The funds are to assist the African Union–led International Support Mission in the Central African Republic with nonlethal equipment and training as well as logistical and planning support, the statement said.

France hurridly sent 1,600 troops, and the African Union sent 2,500 in an attempt to stabilize the country. On Thursday, Rwandan Foreign Minister Louise Mushikiwabo on Twitter announced that Kigali would dispatch additional troops to the CAR, although she did not say when or how many will go.

This is the second monetary pledge from the U.S. to the A.U.-led CAR force in a week. On Dec. 12, the U.S. announced that it would give an additional $60 million to troop-contributing countries, including France and the A.U., in defense support, including airlifting A.U. troops into the CAR and helping train and equip them. It previously pledged $40 million to help pay for the A.U. peacekeepers.

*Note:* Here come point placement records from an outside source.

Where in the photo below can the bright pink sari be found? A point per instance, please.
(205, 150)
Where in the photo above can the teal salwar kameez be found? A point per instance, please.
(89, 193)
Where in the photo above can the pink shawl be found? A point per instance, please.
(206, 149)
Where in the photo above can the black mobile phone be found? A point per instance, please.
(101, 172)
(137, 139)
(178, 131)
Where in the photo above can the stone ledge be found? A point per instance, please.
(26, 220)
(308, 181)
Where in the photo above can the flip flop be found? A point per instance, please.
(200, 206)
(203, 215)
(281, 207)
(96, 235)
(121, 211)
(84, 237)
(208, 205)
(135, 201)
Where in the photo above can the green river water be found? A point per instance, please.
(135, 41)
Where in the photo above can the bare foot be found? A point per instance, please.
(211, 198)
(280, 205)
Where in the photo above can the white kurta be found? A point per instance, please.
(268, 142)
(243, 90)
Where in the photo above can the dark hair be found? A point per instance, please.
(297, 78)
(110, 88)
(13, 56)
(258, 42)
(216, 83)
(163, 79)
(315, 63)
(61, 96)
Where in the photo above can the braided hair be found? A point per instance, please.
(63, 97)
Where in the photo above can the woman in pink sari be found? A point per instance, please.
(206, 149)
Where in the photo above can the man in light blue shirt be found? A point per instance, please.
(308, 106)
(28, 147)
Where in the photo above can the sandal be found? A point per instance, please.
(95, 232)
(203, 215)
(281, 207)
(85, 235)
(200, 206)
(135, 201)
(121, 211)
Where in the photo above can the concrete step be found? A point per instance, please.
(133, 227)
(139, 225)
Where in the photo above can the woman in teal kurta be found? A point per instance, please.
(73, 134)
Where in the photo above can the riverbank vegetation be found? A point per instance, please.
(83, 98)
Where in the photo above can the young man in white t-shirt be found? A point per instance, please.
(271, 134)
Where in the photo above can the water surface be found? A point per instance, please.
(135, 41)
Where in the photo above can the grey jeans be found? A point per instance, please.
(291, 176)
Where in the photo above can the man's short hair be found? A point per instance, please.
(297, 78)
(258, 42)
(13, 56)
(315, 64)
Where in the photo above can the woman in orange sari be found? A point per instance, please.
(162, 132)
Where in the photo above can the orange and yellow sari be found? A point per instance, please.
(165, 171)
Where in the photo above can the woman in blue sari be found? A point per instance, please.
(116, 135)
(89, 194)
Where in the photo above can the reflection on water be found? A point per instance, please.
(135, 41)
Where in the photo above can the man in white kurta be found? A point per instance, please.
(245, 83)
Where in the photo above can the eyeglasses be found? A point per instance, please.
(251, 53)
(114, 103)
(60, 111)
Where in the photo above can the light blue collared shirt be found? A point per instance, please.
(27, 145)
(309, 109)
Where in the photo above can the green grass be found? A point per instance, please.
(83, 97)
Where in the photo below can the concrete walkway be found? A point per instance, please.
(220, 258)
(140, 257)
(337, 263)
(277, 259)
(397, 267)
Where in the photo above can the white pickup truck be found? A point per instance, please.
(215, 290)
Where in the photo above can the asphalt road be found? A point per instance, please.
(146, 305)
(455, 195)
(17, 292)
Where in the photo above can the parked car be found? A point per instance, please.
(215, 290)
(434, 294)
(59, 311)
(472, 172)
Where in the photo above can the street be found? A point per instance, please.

On Sunday the CAR's interim leader, Michel Djotodia, said he was weighing amnesty for the militias involved in the violence in exchange for disarmament.

He said in a state radio address late Saturday that he had been contacted by a representative of the mainly Christian and animist militias, known as anti-balaka, who were demanding inclusion in the transitional government he leads.

"The anti-balaka sent us an emissary, and said they want to lay down their weapons and leave the bush, but they fear for their security. They gave preconditions ... They asked for an amnesty and entrance into government," Djotodia said.

Samantha Power, U.S. ambassador to the United Nations, arrived in the CAR on Thursday.